Mechanical Engineering

First Advisor

Virginia Ferguson

Second Advisor

Martin Dunn

Third Advisor

Franck Vernerey

Fourth Advisor

Kurt Maute

Fifth Advisor

Jonathan Schoen

Abstract

Robotic mobility within the gastrointestinal (GI) tract is an intriguing concept, which has received wide attention from within the research community over the past ten years. Capsule endoscopes (CEs) exist commercially, but lack an active mobility system, rendering them as passive devices. These passive devices are only capable of observational procedures, and are limited by the passive speed (dependent on intestinal peristalsis), inability to control orientation, and vulnerability to retention, requiring surgical removal in severe cases. Additionally, passive capsules take photos throughout their journey, resulting in a compilation of thousands of images, which can take the attending physician hours to review.

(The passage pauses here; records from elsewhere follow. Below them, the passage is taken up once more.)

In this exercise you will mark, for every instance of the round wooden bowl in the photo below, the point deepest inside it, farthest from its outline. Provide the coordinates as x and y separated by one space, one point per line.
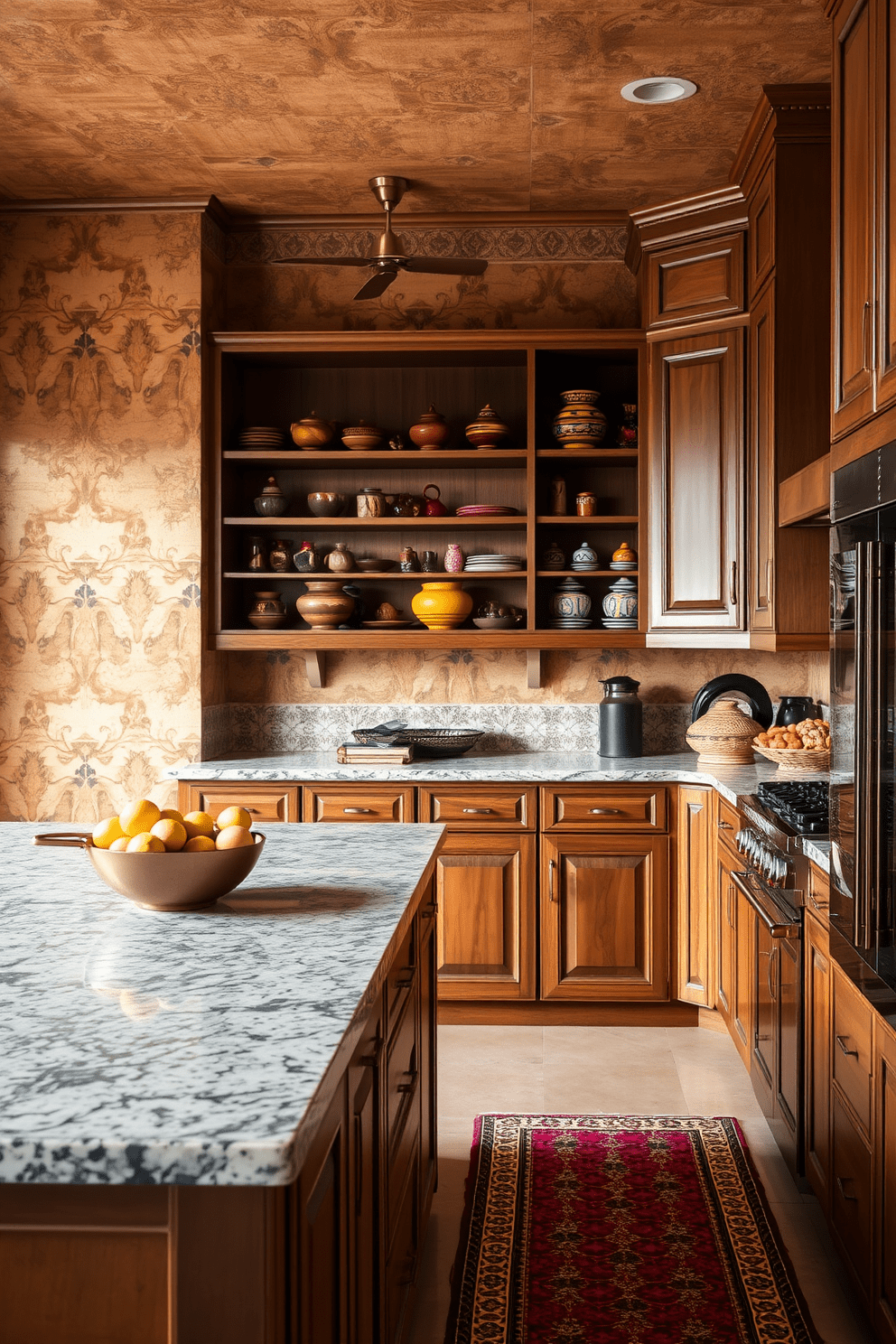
170 882
797 762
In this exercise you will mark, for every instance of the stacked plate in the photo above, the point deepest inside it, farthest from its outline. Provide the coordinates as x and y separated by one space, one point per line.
261 435
490 564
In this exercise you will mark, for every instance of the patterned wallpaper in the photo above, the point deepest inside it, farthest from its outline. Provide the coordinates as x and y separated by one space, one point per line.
99 522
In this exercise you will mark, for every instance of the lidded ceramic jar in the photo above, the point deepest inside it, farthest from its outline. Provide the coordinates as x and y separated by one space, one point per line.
432 430
488 430
443 606
723 735
579 424
312 432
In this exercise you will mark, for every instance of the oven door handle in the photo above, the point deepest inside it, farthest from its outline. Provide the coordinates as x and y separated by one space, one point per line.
772 919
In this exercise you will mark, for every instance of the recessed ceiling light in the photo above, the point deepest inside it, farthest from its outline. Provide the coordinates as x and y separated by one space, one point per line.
658 89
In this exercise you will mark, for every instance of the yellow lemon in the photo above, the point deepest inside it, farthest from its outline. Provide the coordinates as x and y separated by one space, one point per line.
173 835
145 843
234 817
234 837
105 832
199 845
138 816
199 824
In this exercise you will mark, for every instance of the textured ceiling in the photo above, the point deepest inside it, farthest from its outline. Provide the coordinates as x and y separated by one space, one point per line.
285 107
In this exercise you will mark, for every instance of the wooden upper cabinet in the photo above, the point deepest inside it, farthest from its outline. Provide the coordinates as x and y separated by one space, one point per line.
854 196
696 484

Due to these drawbacks, traditional endoscopes remain as the most popular intervention for GI related procedures. A traditional endoscope consists of a long flexible tube with a camera on the end of it. The tube usually has ports for tools, insufflation and irrigation. A user interface is located on the operator end of the scope, and can be manipulated to steer the tip of the scope. The scope is inserted through the oral or rectal orifice and is advanced by pushing the scope. As the scope is pushed, frictional forces can accumulate, resulting in advancement of the body of scope without advancement of the tip, termed looping. Looping results in distention of the bowel wall, pain for the patient and in rare cases perforation.

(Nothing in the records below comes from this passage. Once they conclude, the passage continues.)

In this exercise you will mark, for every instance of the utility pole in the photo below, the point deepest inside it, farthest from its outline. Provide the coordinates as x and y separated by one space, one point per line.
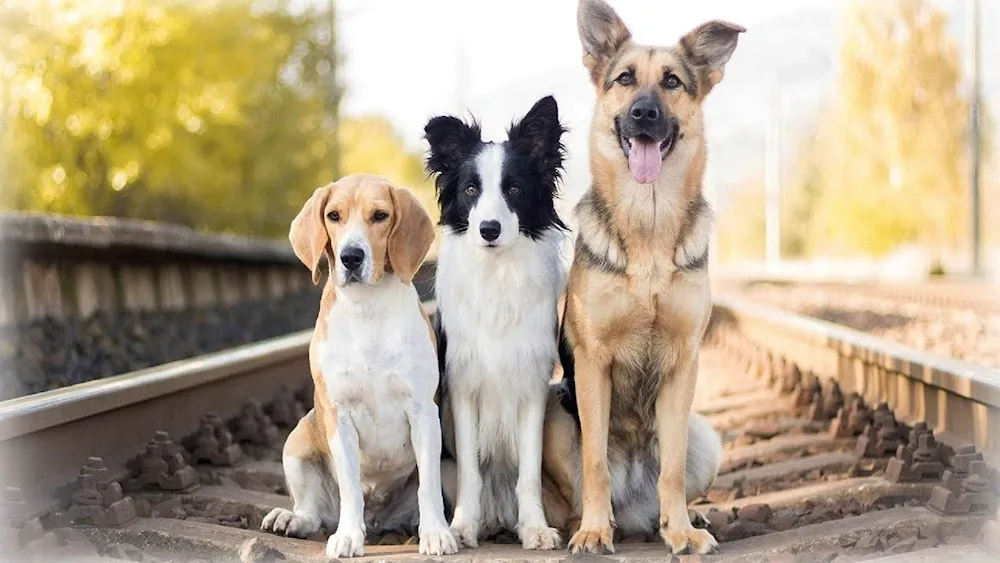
974 138
772 183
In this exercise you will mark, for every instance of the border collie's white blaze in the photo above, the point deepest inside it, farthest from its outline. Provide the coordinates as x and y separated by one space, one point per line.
499 275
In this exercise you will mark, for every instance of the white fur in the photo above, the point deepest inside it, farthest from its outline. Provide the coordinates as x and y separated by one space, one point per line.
491 205
498 310
380 371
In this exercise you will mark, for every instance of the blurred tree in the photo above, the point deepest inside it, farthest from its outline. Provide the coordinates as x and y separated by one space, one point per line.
370 144
894 152
740 226
216 114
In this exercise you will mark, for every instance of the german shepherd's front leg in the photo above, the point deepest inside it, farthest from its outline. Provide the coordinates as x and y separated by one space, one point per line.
593 391
673 408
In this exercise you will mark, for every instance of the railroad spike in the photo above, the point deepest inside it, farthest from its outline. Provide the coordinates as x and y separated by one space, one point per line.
976 494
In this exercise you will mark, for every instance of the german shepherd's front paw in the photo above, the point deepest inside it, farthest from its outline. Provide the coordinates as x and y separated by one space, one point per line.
687 539
599 541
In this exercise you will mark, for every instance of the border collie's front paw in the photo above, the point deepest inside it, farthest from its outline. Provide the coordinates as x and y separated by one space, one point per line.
540 538
466 533
346 543
437 540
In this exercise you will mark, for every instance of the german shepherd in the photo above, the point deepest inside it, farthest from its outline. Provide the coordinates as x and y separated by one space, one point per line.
638 298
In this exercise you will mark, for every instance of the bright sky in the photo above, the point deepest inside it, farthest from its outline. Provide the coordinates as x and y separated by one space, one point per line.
404 56
410 60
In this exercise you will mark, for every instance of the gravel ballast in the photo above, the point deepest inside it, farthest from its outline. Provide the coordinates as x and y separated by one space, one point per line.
48 353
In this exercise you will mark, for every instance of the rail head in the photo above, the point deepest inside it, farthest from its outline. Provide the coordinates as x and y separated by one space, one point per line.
57 236
33 413
971 381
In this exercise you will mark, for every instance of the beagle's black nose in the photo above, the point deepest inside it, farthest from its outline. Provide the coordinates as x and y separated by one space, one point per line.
489 230
352 257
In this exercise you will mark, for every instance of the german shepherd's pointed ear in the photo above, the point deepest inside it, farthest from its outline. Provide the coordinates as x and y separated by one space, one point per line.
709 47
539 135
411 235
602 34
451 141
308 233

A robotic capsule endoscope (RCE) for oral endoscopies or robotic capsule colonoscope (RCC) for rectal colonoscopies is a capsular device (tethered or non-tethered) that propels itself through the GI tract. Self-propulsion could result in less looping, less pain for the patient, more ergonomic operation for the physician, control over capsule position and orientation, and the addition of diagnostic and therapeutic tools over existing passive CEs.

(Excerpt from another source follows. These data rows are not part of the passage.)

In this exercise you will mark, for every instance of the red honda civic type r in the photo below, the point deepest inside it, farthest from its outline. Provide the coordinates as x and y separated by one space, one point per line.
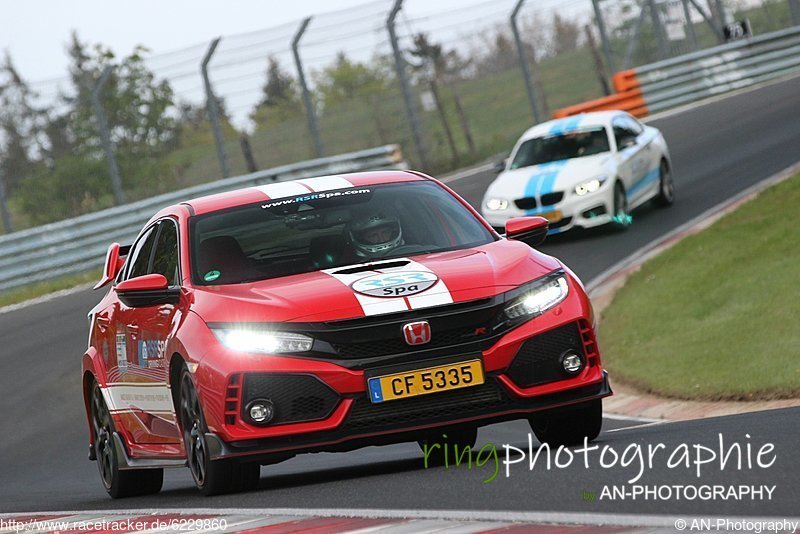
328 314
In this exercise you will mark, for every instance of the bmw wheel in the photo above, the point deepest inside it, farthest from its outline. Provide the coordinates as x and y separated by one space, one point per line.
621 218
118 482
666 189
211 477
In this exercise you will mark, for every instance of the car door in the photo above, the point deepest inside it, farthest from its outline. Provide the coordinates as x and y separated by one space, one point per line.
146 329
631 162
651 160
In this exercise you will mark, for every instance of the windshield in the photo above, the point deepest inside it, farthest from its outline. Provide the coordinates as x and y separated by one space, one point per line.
329 229
577 144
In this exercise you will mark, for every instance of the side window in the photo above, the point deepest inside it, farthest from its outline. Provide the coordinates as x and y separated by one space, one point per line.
165 257
622 131
139 257
633 125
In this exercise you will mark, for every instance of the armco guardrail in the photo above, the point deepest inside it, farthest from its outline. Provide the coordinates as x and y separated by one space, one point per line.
79 244
692 77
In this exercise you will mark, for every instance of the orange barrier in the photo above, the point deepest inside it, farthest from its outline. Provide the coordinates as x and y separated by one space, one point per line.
628 97
631 101
625 80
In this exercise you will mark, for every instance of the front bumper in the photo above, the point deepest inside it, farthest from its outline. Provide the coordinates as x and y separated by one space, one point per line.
380 424
587 211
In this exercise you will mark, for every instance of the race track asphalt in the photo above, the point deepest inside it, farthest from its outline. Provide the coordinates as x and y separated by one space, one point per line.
718 150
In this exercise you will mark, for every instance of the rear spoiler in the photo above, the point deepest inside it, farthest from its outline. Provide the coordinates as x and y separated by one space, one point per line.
115 259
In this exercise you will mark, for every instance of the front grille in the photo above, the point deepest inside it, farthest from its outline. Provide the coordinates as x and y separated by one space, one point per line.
563 222
551 198
537 361
397 344
296 397
527 203
457 328
474 401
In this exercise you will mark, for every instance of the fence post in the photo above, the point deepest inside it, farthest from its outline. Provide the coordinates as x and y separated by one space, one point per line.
710 21
213 109
634 40
523 63
601 27
794 9
408 99
598 61
311 114
658 30
687 14
4 203
105 136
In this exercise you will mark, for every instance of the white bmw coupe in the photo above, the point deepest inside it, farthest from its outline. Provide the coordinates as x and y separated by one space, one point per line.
586 170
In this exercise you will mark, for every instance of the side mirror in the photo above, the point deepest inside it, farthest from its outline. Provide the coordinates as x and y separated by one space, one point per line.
530 230
115 259
627 142
147 290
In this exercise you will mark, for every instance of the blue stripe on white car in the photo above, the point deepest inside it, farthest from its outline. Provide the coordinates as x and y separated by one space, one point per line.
645 181
543 182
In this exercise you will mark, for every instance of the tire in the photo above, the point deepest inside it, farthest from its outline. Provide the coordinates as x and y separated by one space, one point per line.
666 187
569 425
118 483
456 437
211 477
621 218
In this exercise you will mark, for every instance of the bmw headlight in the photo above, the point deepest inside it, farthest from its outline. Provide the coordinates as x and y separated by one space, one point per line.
264 342
589 186
496 204
538 299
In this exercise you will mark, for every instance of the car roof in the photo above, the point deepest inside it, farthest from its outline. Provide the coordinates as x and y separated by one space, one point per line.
289 188
571 123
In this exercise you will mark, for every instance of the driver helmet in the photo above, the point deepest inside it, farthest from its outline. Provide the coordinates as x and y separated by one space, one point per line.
375 234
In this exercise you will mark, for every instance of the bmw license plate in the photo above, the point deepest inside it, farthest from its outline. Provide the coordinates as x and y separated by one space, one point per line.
552 216
425 381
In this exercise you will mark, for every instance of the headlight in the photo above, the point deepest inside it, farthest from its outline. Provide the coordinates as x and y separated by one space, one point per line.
496 204
249 340
590 187
538 299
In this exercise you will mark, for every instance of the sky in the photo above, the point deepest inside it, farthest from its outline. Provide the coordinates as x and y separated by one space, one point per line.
177 32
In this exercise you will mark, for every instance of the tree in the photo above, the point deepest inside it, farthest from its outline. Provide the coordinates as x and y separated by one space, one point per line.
279 101
22 126
346 80
141 123
565 35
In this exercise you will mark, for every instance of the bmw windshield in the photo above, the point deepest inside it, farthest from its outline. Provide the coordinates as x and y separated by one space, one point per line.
577 144
294 235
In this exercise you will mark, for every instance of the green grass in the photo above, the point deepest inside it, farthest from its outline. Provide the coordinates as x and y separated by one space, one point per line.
21 294
716 316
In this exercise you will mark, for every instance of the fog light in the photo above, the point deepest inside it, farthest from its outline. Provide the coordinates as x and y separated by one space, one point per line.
261 411
572 362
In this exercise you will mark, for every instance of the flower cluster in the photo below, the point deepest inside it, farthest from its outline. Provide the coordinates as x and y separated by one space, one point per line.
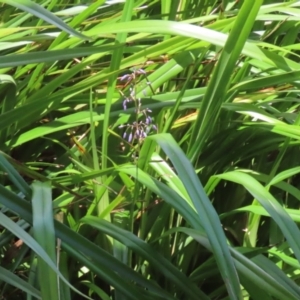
139 129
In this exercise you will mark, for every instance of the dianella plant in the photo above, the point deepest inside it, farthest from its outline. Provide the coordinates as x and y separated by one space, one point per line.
149 149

This work focuses on the contact mechanics of robot-tissue interaction in the GI tract with the goal of furthering the understanding of the physical problem so that more efficient and optimized mobility systems may be designed for RCEs and RCCs. This work also focuses on the design of an RCC which uses micro-patterned polydimethylsiloxane (PDMS) treads as a mobility method. The thesis is divided into nine chapters. Chapter 1 provides an overview of capsule and flexible endoscope technology as it relates to screening, diagnostics and therapy. A thorough overview of existing mobility methods (both commercial and experimental) for RCEs is also presented along with a background on micro-patterning for friction enhancement. Chapter 2 presents the qualitative analysis of micro-patterned treads through the development and in vivo testing of a series of two-wheeled robots as well as a testing apparatus for quantitatively evaluating micro-patterned robotic wheels in a static environment. Chapter 3 presents the development of a novel testing apparatus for evaluating robotic wheels in a dynamic environment, and results from data collected using the apparatus. The results from this device suggested that an automated dynamic testing environment would be necessary for deeper understanding of robot-tissue interaction. Chapter 4 presents the development of an automated traction measurement (ATM) platform for evaluation of robotic wheels on synthetic or biological tissue substrates as a function of normal force, rotational velocity and linear velocity. An empirical model for predicting traction force was also developed and validated using data collected from the ATM platform. Chapter 5 presents a study on the relationship between substrate height (i.e., stiffness), robot wheel tread pillar diameter, and the resulting generated traction force using the ATM platform for experimental collection and finite element modeling for validation. Chapter 6 presents the design and in vivo testing of an RCC which utilizes micro-patterned treads as a mobility method. The tethered prototype featured an onboard camera, and white and infrared (IR) light sources. Chapter 7 presents the development and experimental validation of an analytical model for predicting the drag force necessary to move a cylindrical capsule endoscope through the GI tract. Chapters 8 and 9 address discussion, conclusions, and future work.

The work in this thesis has advanced the understanding of the contact mechanics for robot-tissue interface, especially pertaining to micro-patterned surfaces, and has resulted in several tools, both hardware and software, for measuring and modeling traction and drag force for capsule endoscope mobility methods. Additionally, this work has resulted in a novel RCC design prototype, which has the potential to evolve into a clinically viable device.